La vida de Proust es, en pocas palabras, su propia obra: En busca del 
tiempo perdido, una cumbre de la literatura, citada incluso por quienes no 
la han leído, y declarada la novela de mayor influencia en los siglos XX y XXI. 
No resulta fácil enfrentarse a la hoja en blanco para intentar pergeñar 
algunas palabras no sólo coherentes sino con cierta carga de sentido para hablar 
de Marcel Proust. Intentar decir algo que no se haya dicho antes, dilucidar 
primero qué me provoca En busca del tiempo perdido a mí, para luego 
compartirlo con algún posible lector. Qué nos ofrece esta obra a noventa y siete 
años de su aparición (al menos la fecha en la que aparece el primer tomo de la 
novela, Por el camino de Swann). Estas reflexiones, que no duraron poco, 
y que me llevaron a releer pasajes enteros del primer tomo, aterrizan en una 
primera conclusión que realmente estaba allí desde hace mucho tiempo: 
Proust fue un gran revolucionario del género. Su obra marcó nuevos 
derroteros a la literatura universal y a la novela como género, pero casi cien 
años después de su aparición y cerca de cuarenta de mi primera lectura de Por 
el camino de Swann, ya no es una obra revolucionaria.

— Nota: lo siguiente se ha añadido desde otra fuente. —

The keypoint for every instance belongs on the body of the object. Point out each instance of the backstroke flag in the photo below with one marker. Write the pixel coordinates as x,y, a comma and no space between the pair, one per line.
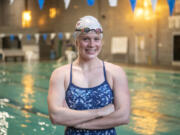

Lo fue y marcó 
precedentes. Hizo escuela. Después de Proust muchos artistas recorrieron el 
mismo camino -aunque a decir verdad considero que la ruta de la creación tiene 
siempre apariencias distintas- unos con más fortuna que otros. De esos 
resultados es de los que debemos congratularnos hoy en día. 
Al respecto 
puedo citar un ejemplo de una obra poco conocida de un autor no valorado en su 
justa dimensión: Por caminos de Proust de Edmundo Valadés. En este breve 
libro publicado por primera vez en 1974 por la desaparecida editorial “Samo” 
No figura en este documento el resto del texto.